Metabolic dysregulation is a hallmark of cancer; for instance, many tumors exhibit auxotrophy for various amino acids, such as arginine, as they are unable to meet the demand for these amino acids through endogenous production. This vulnerability can be exploited by employing therapeutic strategies that deplete systemic arginine in order to limit the growth and survival of arginine auxotrophic tumors. Pegzilarginase, a human arginase 1 enzyme engineered to have superior stability and enzymatic activity relative to the native human arginase 1 enzyme, depletes systemic arginine by converting it to ornithine and urea. Therapeutic administration of pegzilarginase in the setting of arginine auxotrophic tumors exerts direct anti-tumor activity by starving the tumor of exogenous arginine.
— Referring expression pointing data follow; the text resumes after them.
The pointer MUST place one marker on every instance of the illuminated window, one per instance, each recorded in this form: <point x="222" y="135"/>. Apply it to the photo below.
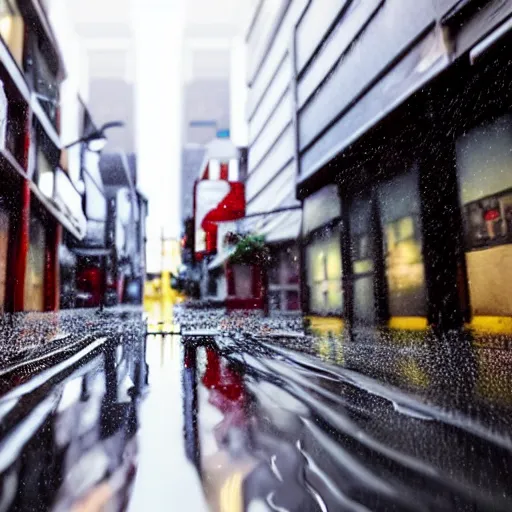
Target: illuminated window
<point x="34" y="274"/>
<point x="12" y="29"/>
<point x="324" y="275"/>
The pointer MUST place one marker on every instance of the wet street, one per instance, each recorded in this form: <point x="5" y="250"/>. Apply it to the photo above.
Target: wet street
<point x="200" y="410"/>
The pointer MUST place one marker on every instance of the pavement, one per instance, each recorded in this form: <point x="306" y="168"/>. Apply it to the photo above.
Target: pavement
<point x="197" y="409"/>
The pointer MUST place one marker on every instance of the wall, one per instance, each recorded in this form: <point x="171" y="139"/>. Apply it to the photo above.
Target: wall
<point x="270" y="107"/>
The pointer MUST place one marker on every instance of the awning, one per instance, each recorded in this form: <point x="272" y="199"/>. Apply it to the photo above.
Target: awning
<point x="71" y="224"/>
<point x="91" y="251"/>
<point x="282" y="227"/>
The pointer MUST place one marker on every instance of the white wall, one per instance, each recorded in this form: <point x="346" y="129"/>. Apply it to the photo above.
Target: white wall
<point x="159" y="38"/>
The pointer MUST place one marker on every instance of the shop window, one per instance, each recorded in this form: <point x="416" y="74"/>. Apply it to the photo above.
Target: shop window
<point x="484" y="167"/>
<point x="284" y="280"/>
<point x="362" y="260"/>
<point x="12" y="29"/>
<point x="405" y="273"/>
<point x="4" y="242"/>
<point x="34" y="274"/>
<point x="45" y="175"/>
<point x="489" y="221"/>
<point x="324" y="274"/>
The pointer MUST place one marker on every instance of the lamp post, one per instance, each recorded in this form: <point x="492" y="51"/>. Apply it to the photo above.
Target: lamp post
<point x="96" y="142"/>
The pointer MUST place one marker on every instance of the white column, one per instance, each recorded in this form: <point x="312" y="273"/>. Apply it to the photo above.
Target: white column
<point x="158" y="26"/>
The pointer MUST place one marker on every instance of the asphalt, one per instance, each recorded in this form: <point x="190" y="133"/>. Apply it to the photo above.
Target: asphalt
<point x="200" y="410"/>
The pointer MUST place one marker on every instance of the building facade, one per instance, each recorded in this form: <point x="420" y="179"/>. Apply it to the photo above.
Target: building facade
<point x="401" y="144"/>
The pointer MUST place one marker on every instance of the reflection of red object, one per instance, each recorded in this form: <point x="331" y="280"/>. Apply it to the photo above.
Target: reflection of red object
<point x="220" y="377"/>
<point x="224" y="171"/>
<point x="88" y="282"/>
<point x="257" y="285"/>
<point x="491" y="215"/>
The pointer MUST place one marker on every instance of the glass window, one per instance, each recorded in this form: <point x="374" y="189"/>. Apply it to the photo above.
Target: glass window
<point x="324" y="274"/>
<point x="46" y="177"/>
<point x="34" y="274"/>
<point x="362" y="259"/>
<point x="400" y="206"/>
<point x="4" y="244"/>
<point x="12" y="29"/>
<point x="484" y="167"/>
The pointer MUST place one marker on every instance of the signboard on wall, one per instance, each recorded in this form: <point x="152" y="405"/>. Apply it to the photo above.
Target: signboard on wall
<point x="215" y="201"/>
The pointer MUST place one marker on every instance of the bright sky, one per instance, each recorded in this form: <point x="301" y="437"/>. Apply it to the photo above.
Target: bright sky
<point x="159" y="40"/>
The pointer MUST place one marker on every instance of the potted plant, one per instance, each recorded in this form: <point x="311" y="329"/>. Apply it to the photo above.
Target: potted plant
<point x="245" y="270"/>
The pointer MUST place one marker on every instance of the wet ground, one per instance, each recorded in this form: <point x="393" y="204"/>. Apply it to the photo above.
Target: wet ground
<point x="199" y="410"/>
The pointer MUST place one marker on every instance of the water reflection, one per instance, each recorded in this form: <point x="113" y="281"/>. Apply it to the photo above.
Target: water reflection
<point x="273" y="429"/>
<point x="68" y="435"/>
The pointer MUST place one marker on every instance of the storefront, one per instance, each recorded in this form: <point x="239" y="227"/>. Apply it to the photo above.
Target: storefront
<point x="321" y="234"/>
<point x="484" y="164"/>
<point x="34" y="291"/>
<point x="4" y="252"/>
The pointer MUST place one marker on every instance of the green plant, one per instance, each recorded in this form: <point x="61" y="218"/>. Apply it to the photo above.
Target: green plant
<point x="251" y="250"/>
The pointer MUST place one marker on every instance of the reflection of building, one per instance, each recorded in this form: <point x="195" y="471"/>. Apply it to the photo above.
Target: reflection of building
<point x="395" y="169"/>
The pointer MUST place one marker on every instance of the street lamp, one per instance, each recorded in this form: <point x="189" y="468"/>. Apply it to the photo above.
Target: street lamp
<point x="97" y="140"/>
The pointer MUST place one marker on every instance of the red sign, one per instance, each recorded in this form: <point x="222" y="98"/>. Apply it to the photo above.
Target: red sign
<point x="215" y="201"/>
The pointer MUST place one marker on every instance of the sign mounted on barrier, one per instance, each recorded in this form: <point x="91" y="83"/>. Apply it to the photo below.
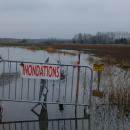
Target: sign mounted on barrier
<point x="98" y="67"/>
<point x="40" y="71"/>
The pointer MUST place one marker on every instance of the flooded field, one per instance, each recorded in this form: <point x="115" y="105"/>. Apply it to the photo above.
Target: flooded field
<point x="106" y="113"/>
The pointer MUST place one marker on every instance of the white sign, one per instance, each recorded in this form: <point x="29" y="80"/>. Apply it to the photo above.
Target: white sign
<point x="40" y="71"/>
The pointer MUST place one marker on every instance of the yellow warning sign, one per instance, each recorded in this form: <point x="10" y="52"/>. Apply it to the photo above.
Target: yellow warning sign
<point x="98" y="67"/>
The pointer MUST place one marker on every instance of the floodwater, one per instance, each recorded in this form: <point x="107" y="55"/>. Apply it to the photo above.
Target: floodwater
<point x="18" y="116"/>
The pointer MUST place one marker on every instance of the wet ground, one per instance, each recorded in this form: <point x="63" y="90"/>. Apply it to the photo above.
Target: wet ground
<point x="19" y="117"/>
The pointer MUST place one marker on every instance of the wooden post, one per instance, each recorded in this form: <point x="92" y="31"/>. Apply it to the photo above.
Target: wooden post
<point x="77" y="87"/>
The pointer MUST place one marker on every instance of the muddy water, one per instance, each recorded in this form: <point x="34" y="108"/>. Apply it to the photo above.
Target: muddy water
<point x="102" y="117"/>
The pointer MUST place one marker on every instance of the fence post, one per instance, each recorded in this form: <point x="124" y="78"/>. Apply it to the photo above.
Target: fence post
<point x="77" y="87"/>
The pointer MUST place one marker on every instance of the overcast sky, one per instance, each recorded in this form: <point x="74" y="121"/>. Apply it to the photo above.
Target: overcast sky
<point x="62" y="18"/>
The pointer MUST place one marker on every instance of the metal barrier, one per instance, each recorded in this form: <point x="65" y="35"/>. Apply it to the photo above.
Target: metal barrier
<point x="15" y="88"/>
<point x="54" y="124"/>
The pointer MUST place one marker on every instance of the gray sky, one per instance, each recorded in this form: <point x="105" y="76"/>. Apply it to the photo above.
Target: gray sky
<point x="62" y="18"/>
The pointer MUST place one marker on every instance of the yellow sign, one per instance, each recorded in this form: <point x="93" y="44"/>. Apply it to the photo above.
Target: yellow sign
<point x="98" y="67"/>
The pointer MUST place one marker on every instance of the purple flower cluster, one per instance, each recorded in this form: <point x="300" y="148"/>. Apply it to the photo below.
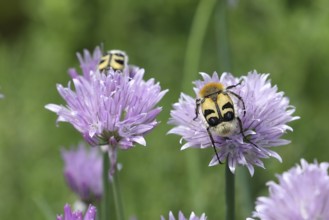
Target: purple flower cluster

We hypothesized that in addition to this direct effect, pegzilarginase treatment indirectly augments anti-tumor immunity through increased antigen presentation, thus making pegzilarginase a prime candidate for combination therapy with immuno-oncology (I-O) agents. Indeed, tumor-bearing mice (CT26; MC38; MCA-205) receiving pegzilarginase in combination with aPD-L1 or agonist aOX40 mAb experienced significantly increased survival relative to animals receiving I-O monotherapy. Combination pegzilarginase/immunotherapy induced robust anti-tumor immunity characterized by increased intratumoral effector CD8+ T cells and M1-polarization of tumor-associated macrophages. Our data suggests potential mechanisms of synergy between pegzilarginase and I-O agents that include increased intratumoral MHC expression on both APCs and tumor cells, and increased presence of M1-like anti-tumor macrophages. These data support the clinical evaluation of I-O agents in conjunction with pegzilarginase for the treatment of patients with cancer.